03 Classification Trees
Classification Trees
Method: Majority Vote.
Growing a Classification Tree
Recursive Binary Splitting
Replace RSS with the Classification Error Rate for making splits:
Classification Error = Number of misclassifications in a region.
Classification Error Rate = Percentage of misclassified objects in that region (1 - percentage of majority class).
Measures for Assessing Node Quality
Node Purity Metrics
Important to evaluate purity to improve prediction confidence:
Classification Error Rate: Focuses on misclassification rate.
Gini Index: Measures how often a randomly chosen element from the set would be incorrectly labeled.
Entropy: Measures disorder or impurity within the node.

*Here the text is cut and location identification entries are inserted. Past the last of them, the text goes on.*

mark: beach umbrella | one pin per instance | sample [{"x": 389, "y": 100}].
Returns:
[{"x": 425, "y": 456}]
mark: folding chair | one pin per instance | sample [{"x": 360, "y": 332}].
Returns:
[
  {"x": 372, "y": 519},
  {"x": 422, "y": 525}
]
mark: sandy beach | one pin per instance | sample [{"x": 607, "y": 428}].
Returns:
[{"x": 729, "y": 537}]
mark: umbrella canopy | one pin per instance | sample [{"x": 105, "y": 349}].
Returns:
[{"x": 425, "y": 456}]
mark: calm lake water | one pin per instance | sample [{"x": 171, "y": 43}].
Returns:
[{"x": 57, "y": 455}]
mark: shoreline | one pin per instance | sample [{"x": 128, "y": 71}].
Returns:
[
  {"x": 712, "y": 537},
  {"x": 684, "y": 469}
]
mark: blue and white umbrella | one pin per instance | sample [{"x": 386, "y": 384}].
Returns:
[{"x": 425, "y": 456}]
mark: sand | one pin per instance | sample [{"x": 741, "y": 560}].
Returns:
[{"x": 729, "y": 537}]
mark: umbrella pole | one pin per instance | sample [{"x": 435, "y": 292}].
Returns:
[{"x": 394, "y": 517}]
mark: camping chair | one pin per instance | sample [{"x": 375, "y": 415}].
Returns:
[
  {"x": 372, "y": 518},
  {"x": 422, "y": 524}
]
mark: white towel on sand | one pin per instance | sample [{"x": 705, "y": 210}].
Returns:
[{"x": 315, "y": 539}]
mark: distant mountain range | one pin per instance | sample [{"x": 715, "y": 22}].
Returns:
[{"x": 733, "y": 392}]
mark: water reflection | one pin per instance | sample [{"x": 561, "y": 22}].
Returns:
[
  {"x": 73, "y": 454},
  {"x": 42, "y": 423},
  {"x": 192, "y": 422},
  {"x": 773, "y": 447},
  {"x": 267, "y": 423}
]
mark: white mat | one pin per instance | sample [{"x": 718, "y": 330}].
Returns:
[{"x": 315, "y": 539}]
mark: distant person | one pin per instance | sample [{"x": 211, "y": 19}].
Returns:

Characteristics of Node Purity
Smaller values in Gini Index and Entropy indicate higher node purity (clearer predictions).
Best purity occurs when all objects in a node belong to the same category (100% purity).
Worst purity happens when there is an equal distribution of classes (e.g., 50% apples and 50% pears).
Growing and Pruning the Tree
Growing Steps
Use Gini Index or Entropy during the recursive splitting to encourage splits that improve prediction confidence.
Pruning Steps
Use Classification Error Rate during pruning to eliminate branches that do not improve accuracy.
Handling Qualitative Input Variables
Categorical variables can also be split using binary criteria:
Assign values based on categories rather than numerical thresholds.
Specify two subsets for splits.